Nous allâmes instruire milord de ce désastre. Vous connaissez son cœur : il est aussi tendre pour ses amis que terrible à ses ennemis. Jamais homme ne fut plus compatissant avec une physionomie plus dure. Il se donna autant de peine pour secourir la mourante, pour découvrir l’asile de Jenni et de sa scélérate, qu’il en avait prises pour donner l’Espagne à l’archiduc. Toutes nos recherches furent inutiles. Je crus que Freind en mourrait. Vous volions tantôt chez Primerose, dont l’agonie était longue, tantôt à Rochester, à Douvres, à Portsmouth ; on envoyait des courriers partout, on était partout, on errait à l’aventure, comme des chiens de chasse qui ont perdu la voie ; et cependant la mère infortunée de l’infortunée Primerose voyait d’heure en heure mourir sa fille.

Enfin nous apprenons qu’une femme assez jeune et assez belle, accompagnée de trois jeunes gens et de quelques valets, s’est embarquée à Newport dans le comté de Pembroke, sur un petit vaisseau qui était à la rade, plein de contrebandiers, et que ce bâtiment est parti pour l’Amérique septentrionale.
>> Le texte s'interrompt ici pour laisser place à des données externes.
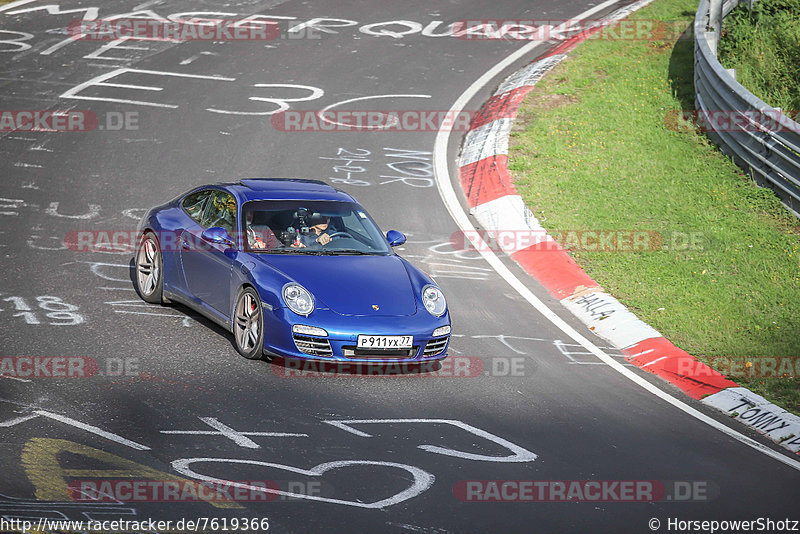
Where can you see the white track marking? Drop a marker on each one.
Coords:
(459, 216)
(518, 454)
(77, 424)
(324, 110)
(422, 479)
(240, 438)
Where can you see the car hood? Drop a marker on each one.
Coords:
(352, 285)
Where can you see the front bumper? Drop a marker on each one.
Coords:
(343, 332)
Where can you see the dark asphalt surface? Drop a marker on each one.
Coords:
(583, 420)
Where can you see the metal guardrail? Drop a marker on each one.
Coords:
(770, 153)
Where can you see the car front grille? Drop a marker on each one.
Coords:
(435, 346)
(316, 346)
(351, 351)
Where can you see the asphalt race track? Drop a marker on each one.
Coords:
(518, 401)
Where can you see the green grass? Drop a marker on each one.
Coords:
(595, 148)
(764, 48)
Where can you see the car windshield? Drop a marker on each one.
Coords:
(310, 227)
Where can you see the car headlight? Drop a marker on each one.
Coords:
(298, 299)
(433, 299)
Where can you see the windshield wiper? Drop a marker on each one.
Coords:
(351, 253)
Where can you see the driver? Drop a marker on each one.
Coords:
(318, 228)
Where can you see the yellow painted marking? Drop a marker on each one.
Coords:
(40, 459)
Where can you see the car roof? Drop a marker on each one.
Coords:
(285, 189)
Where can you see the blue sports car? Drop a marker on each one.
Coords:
(293, 268)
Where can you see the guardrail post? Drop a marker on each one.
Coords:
(714, 24)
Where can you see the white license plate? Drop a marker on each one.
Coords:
(385, 342)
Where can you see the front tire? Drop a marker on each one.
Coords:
(248, 325)
(149, 269)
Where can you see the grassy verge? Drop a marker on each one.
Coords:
(596, 147)
(764, 48)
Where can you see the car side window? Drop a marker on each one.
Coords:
(220, 211)
(194, 203)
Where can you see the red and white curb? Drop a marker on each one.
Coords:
(494, 202)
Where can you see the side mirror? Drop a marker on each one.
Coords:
(217, 235)
(395, 238)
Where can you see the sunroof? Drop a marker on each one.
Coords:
(285, 184)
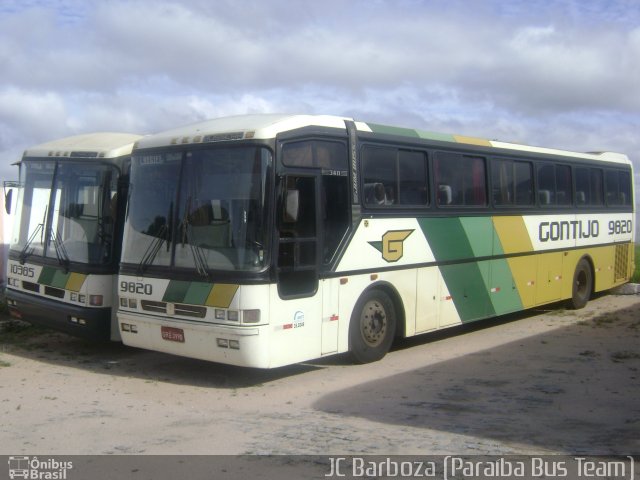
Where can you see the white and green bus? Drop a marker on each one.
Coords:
(67, 234)
(272, 239)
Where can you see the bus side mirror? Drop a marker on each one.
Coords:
(291, 206)
(7, 201)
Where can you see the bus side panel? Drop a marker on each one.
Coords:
(295, 328)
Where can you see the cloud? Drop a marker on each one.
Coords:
(554, 73)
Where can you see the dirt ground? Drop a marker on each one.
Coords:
(546, 381)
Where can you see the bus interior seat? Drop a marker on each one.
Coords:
(374, 193)
(210, 230)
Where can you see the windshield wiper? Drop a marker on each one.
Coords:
(61, 251)
(197, 252)
(24, 253)
(152, 250)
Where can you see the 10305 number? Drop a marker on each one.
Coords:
(617, 227)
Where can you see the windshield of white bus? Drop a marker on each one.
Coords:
(201, 210)
(66, 211)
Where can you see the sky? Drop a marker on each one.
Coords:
(562, 74)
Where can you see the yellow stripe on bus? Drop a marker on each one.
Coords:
(75, 282)
(221, 295)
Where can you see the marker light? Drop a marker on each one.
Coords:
(95, 300)
(251, 316)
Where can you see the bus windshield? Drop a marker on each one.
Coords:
(201, 210)
(66, 211)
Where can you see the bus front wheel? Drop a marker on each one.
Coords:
(582, 285)
(372, 327)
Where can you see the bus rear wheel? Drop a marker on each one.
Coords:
(372, 327)
(582, 285)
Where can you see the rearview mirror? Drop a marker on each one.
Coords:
(291, 206)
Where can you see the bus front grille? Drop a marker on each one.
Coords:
(180, 309)
(621, 264)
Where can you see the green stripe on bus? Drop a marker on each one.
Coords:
(442, 137)
(387, 130)
(447, 238)
(504, 295)
(479, 232)
(197, 293)
(467, 286)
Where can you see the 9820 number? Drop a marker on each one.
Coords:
(136, 287)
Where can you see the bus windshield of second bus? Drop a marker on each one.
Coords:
(68, 212)
(211, 218)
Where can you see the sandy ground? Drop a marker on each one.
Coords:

Freind, à cette nouvelle, poussa un profond soupir ; puis, tout à coup se recueillant et me serrant la main : « Il faut, dit-il, que j’aille en Amérique. » Je lui répondis en l’admirant et en pleurant : « Je ne vous quitterai pas ; mais que pourrez-vous faire ?

— Ramener mon fils unique, dit-il, à sa patrie et à la vertu, ou m’ensevelir auprès de lui. » Nous ne pouvions douter en effet aux indices qu’on nous donna que ce ne fût Jenni qui s’était embarqué avec cette horrible femme et Birton, et les garnements du cortège.

Le bon père, ayant pris son parti, dit adieu à milord Peterborough, qui retourna bientôt en Catalogne ; et nous allâmes fréter à Bristol un vaisseau pour la rivière de Delaware et pour la baie de Maryland. Freind concluait que, ces parages étant au milieu des possessions anglaises, il fallait y diriger sa navigation, soit que son fils fût vers le sud, soit qu’il eut marché vers le septentrion. Il se munit d’argent, de lettres de change, et de vivres, laissant à Londres un domestique affidé, chargé de lui donner des nouvelles par les vaisseaux qui allaient toutes les semaines dans le Maryland ou dans la Pensylvanie.